Users of Skipton Town Hall have been urged to be patient as it undergoes a major restoration project to turn it into an improved community resource.
Work on the listed building began last month and has so far thrown up some unexpected problems – leading to a temporary 100 person limit and the cancellation of many events.
“We hope the public will be patient, as inconveniences in the short-term will be necessary to transform the hall into a modern facility that will benefit the community for many years to come,” said Craven District Council’s director of services, Paul Ellis.
The council has also begun work on the transformation of the building’s equally grand neighbour, 17-19 High Street in what is the most extensive work to have taken place at the site for decades.
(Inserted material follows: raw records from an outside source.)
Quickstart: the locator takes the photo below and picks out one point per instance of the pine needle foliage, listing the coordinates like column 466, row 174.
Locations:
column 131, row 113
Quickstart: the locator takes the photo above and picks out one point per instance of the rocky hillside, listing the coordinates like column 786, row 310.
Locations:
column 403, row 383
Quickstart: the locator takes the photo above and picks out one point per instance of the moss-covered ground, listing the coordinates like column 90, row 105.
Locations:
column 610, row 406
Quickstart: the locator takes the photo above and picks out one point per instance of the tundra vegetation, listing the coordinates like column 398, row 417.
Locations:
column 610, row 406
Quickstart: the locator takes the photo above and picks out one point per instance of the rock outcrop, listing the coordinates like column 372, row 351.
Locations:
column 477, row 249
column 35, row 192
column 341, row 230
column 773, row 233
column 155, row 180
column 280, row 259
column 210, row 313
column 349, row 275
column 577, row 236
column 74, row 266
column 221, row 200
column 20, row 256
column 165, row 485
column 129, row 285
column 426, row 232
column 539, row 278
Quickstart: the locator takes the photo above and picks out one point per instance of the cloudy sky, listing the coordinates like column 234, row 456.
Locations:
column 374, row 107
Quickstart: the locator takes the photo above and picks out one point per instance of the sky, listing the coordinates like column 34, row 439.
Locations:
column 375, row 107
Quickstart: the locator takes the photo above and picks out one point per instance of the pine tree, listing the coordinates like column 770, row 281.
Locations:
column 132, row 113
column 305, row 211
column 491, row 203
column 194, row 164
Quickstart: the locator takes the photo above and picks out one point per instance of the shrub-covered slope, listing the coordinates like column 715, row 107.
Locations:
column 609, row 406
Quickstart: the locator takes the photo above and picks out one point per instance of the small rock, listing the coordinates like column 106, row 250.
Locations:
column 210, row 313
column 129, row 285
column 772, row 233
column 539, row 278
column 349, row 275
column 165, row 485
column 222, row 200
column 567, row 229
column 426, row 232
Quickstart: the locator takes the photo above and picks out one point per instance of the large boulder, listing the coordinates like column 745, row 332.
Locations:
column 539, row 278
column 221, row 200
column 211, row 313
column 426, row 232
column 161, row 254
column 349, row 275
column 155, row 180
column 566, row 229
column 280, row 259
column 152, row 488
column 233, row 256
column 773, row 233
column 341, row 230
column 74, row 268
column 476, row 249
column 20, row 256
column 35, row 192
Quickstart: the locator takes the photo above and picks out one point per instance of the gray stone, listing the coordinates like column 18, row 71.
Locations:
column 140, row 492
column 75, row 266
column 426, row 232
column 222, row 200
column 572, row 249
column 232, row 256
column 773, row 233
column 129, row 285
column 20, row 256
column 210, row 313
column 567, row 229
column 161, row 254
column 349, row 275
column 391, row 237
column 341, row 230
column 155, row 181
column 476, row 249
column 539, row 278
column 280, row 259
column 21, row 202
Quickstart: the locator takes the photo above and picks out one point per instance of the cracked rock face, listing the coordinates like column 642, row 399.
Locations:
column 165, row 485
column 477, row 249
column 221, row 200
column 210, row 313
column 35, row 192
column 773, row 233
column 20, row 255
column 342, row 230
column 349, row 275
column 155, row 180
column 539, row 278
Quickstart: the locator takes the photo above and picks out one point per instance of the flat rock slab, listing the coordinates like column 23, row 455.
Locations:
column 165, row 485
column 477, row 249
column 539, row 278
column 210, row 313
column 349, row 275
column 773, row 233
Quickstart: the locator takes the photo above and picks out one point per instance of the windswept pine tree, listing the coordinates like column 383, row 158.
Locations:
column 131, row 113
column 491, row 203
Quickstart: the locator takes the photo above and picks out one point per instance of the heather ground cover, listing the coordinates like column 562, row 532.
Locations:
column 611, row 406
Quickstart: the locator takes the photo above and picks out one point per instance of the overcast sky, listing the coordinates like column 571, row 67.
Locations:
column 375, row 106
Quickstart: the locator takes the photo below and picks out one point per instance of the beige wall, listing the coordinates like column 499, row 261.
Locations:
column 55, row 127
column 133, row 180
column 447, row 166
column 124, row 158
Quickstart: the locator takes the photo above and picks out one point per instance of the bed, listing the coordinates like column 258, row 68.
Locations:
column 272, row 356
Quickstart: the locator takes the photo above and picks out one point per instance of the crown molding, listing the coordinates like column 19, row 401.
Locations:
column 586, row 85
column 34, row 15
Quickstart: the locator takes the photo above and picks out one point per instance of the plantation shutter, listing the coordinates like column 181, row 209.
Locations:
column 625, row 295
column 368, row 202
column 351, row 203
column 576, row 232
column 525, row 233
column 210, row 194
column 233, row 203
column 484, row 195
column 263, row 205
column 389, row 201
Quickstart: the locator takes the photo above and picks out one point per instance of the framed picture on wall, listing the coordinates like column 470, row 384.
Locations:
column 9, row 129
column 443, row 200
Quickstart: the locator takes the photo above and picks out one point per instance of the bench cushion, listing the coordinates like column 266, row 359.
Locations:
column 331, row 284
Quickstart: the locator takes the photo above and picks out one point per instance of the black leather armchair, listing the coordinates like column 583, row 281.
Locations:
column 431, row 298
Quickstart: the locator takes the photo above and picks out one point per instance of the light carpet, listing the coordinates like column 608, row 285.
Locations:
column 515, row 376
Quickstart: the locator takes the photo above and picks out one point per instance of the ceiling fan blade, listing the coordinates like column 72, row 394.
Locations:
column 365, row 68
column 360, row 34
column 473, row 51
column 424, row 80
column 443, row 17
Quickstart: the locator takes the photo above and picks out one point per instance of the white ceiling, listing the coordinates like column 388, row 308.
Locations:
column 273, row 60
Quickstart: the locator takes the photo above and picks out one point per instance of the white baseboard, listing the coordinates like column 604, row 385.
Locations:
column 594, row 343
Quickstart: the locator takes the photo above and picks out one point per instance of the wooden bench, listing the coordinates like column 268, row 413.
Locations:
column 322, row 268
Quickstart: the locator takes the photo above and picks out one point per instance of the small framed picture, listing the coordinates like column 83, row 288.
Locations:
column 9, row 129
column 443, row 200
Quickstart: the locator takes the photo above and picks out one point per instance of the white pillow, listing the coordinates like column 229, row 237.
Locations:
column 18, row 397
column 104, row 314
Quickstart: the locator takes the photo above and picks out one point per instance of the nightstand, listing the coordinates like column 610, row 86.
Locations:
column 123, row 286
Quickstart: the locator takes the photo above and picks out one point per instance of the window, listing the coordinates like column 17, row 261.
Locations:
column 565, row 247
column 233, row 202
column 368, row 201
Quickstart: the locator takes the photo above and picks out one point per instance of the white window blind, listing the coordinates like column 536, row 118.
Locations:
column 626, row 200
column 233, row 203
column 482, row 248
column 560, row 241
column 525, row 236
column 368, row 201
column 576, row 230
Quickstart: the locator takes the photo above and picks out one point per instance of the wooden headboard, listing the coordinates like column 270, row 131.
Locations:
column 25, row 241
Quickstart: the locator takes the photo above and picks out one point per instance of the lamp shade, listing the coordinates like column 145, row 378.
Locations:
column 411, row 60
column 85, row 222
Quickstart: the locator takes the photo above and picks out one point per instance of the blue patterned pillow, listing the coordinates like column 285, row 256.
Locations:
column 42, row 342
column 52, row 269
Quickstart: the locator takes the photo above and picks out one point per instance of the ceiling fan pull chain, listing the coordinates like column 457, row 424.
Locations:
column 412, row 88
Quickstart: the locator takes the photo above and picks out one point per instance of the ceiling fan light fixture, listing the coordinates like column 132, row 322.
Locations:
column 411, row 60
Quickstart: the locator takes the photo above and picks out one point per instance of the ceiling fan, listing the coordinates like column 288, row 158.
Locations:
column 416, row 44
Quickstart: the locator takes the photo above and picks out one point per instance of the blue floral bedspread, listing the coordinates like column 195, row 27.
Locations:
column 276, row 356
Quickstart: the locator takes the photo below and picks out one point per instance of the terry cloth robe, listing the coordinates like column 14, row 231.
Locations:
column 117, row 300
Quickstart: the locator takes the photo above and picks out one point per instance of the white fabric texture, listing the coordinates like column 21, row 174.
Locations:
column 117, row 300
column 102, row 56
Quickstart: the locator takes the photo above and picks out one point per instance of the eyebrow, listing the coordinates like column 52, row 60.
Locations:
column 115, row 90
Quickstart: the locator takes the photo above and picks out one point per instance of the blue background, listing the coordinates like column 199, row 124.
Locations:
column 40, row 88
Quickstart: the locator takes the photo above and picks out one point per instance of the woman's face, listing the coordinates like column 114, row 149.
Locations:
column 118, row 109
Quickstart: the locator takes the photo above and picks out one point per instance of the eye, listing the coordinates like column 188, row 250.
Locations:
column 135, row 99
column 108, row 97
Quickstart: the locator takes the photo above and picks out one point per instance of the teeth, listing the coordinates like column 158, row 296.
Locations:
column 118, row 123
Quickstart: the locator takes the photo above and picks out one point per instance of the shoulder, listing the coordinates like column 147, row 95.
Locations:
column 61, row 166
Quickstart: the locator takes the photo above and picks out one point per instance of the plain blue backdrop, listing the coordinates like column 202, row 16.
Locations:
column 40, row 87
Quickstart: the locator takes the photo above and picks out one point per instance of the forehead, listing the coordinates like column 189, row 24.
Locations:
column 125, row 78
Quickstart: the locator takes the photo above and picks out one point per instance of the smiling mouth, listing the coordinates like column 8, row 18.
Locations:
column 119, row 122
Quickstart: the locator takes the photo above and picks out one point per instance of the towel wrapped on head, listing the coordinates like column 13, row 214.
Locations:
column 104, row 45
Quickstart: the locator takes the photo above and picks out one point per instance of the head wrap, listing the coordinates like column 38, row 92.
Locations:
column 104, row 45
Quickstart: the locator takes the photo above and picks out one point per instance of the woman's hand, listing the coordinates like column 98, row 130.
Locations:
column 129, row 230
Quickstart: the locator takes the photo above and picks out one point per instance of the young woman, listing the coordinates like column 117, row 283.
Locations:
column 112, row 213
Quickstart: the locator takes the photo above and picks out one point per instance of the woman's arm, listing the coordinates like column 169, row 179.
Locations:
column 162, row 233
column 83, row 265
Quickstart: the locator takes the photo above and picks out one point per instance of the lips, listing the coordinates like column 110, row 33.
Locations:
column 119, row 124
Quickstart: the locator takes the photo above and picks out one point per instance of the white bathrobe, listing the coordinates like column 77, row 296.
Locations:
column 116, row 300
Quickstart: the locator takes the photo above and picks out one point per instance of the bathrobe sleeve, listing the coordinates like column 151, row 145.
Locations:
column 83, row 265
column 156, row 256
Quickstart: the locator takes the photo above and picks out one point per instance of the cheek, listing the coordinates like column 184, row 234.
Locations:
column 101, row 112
Initially, it is spending £70,000 on work, such as repainting window frames, cleaning stonework and repairing the balcony to give the hall a makeover in time for the summer’s Tour de France.
An additional £220,000 has been allocated from the New Homes Bonus to pay for the next phase of work, set to be completed by March next year, including toilets and a lift for the disabled, and a further £125,000 for a new heating system.
A lean-to on the Jerry Croft side of the building has had to be cordoned off following structural problems, which has meant the temporary loss of a fire escape.
The planned re-opening of the front entrance of 17-19 High Street has been delayed because removal of internal brickwork has revealed the inside floor is too high for the door.
“We are now currently looking at options to create a ramped entrance to solve the issue,” said Mr Ellis.
Work has so far included the re-cobbling of the road near to the delivery entrance, to create continuity with Albion Place.
“Inside, new partition walls have been erected to create a new viewing area in the museum for items currently stored at Snaygill Industrial Estate,” said Mr Ellis.
“A new chair storage area has been created to free up space where the new toilet block will be located.”
There are plans to demolish the lean-to with fire escape off Jerry Croft, but that will mean an application to the council’s own planning committee, which will also have to be sent to the Local Government Office.
That is not expected to be completed until May – when it is hoped that the temporary limit on users will be lifted.
The next few months will see the council working with a design team involving the replacement of the 1960s toilet block.
Its modern replacement will incorporate a new disabled access and will allow Skipton Town Council to move its offices permanently into the building.
Mr Ellis added that a major aspiration of the project was to maintain business as usual.
“However, during the demolition and construction phases, the hall will need be closed to the public for periods of time,” he said.